Though the police won’t come running when you secretly hate your neighbor, and though the newspapers won’t report when a mother snaps angrily at her child, leaving invisible wounds with her words, and though you might be able to hide your infidelity (or tax evasion, or pornography, or theft, or addiction) from your spouse and your family, the Lord sees it all and the ripple effects of your choices may last for generations.

When we sin, WE are what is wrong with the world in this moment.

God has called his women to live with eternity in view, pick up our daily cross, and choose to die to our own desires. Does all this death analogy seem grim? Can I tell you a secret? When you open your hand and release your grip on your own life, and start trusting God with all of it, that’s when the real living starts. It seems counter-intuitive but it’s true.

Your cross may be different than mine, but though the trials have different names, it’s all the same goal: to humble us, to help us to rely on God, and to produce a crop of godliness that perseveres. Trust God with it all.

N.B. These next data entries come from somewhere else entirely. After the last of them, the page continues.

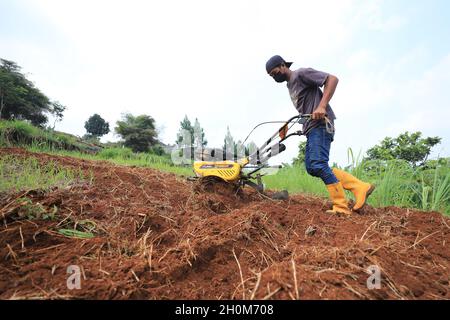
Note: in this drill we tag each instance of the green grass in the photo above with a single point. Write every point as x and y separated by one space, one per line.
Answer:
24 174
295 179
397 184
15 133
122 156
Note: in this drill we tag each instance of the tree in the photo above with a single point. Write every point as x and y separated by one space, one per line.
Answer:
230 146
300 159
96 126
139 133
57 110
407 146
185 136
21 100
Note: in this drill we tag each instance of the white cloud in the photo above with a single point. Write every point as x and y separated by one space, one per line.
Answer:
206 59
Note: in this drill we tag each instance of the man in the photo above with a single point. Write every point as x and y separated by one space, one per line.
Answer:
304 88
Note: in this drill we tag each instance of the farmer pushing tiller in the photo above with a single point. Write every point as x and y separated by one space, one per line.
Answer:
317 118
304 88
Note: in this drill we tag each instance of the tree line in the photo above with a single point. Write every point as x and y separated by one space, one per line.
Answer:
21 100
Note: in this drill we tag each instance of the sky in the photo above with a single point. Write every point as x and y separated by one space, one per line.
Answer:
206 60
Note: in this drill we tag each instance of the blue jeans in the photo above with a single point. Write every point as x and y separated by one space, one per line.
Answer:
317 154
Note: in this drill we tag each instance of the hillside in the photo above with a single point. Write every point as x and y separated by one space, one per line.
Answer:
159 236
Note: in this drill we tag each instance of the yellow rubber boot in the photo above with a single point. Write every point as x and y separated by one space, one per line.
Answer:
337 195
361 190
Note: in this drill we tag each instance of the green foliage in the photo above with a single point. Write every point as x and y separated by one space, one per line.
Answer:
96 126
139 133
20 133
21 100
409 147
20 174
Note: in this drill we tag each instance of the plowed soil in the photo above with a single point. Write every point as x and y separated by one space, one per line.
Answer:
159 236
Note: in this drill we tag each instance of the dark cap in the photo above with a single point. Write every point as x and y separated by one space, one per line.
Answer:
275 61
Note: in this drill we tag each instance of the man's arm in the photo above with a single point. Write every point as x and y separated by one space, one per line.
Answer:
328 92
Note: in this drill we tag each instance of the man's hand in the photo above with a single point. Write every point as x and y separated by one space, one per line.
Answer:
319 113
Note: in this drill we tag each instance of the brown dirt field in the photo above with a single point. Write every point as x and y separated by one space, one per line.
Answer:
158 236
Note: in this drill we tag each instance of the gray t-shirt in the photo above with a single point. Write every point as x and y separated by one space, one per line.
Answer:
304 88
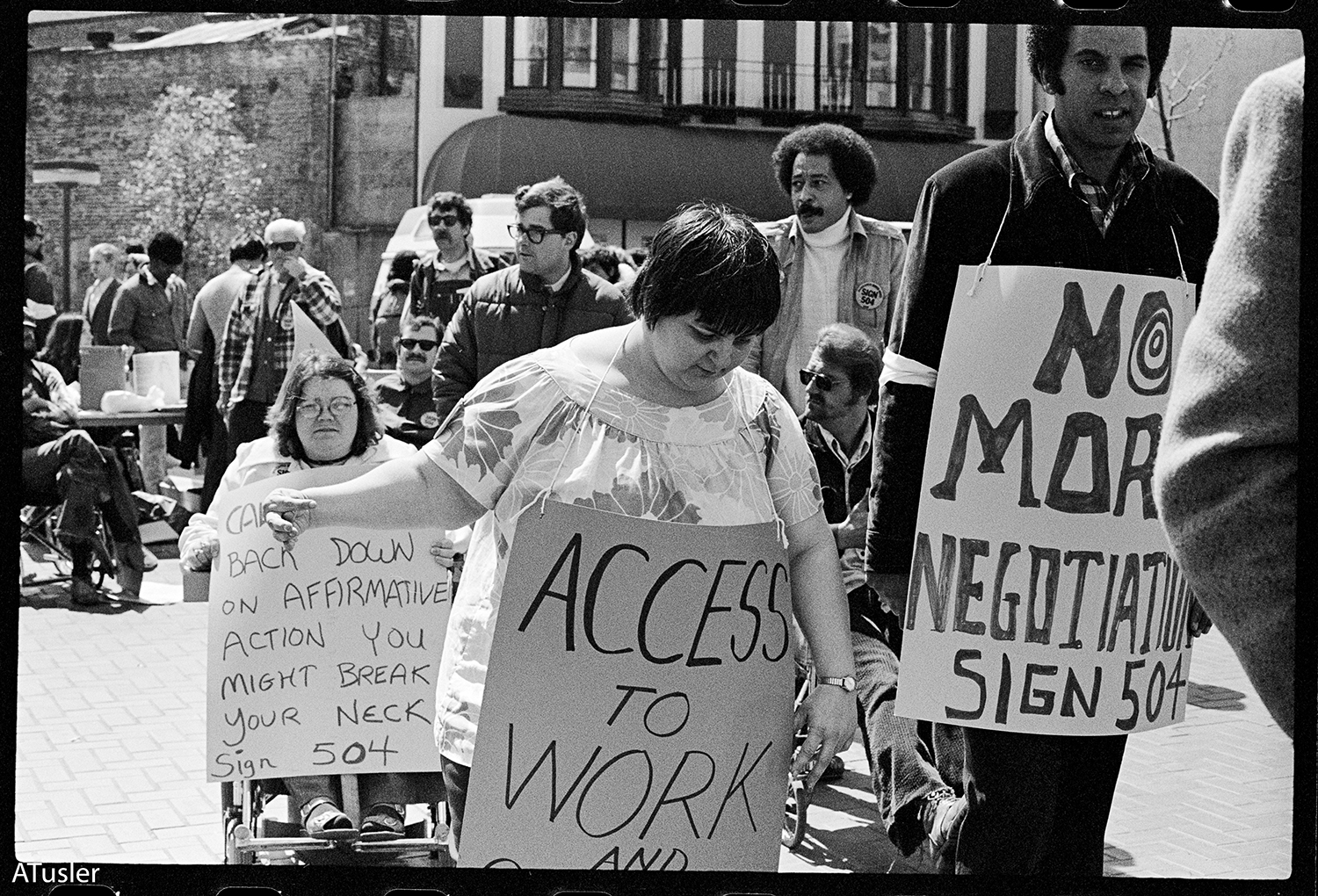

If we trust God in the middle of the trial, God will do His work of peeling back the glossy layers of our carefully crafted veneer finishes and show us our underlying “false morality” (doing wrong things we think are entitled to do or doing morally right things for the wrong reasons). He exposes the whole underworld and starts remodeling what needs to be remade.

So, when the bottom falls out, remember that God is HERE and near you and if you will just esteem Him as worthy in those hard, tender moments, and respond for His glory, if you will just trust Him and submit to His Word, even when it’s hard, He will give you the victory, and you will give Him the glory, and you’ll not be adding more sin and evil to this already broken world. You will have made a difference.

For Further Reflection:

When you find yourself struggling with sin, remember that God has empowered you to choose right. We have everything we need for life and godliness. God will give us grace if we repent. BUT, if we harden our heart to sin, and dig in our heels with defiance, we will begin to accept behavior in our own life that we know is wrong. Sin committed without grief and without repentance is the road to compromise and error.

When you find yourself acting in pride by raising your fist in defiance to the Word of God, sinning and not caring, remember that you are summoning God’s resistance of you. He can’t stand and won’t stand your pride. When you humble yourself, God’s grace will rush in.

If you sin. (I John 1:9)

  • Confess. Tell God what you’ve done.
  • Repent. Ask God to give you a clean heart.
  • Pray that you would no longer tolerate sin by God’s grace. Pray for grace moment by moment and to be faithful to God even when you are struggling.
  • Repair. Make it right with the person you did evil to.
  • Renew your mind by holding Scripture in front of you. Focus on the attributes of God and the beauty of what true goodness looks like.
  • Withdraw from people who practice the sin you are trying to forsake. Don’t befriend people who are walking “disorderly” (2 Thes.) and aren’t holding themselves accountable.
  • Do the next right thing especially when you don’t feel like it.

What will it take for you to walk as Christ has commanded? Have you knowingly compromised in your life? What will you have to say no to? Yes to? What will you have to put off? What virtue must you put on? Who do you need to love? Forgive?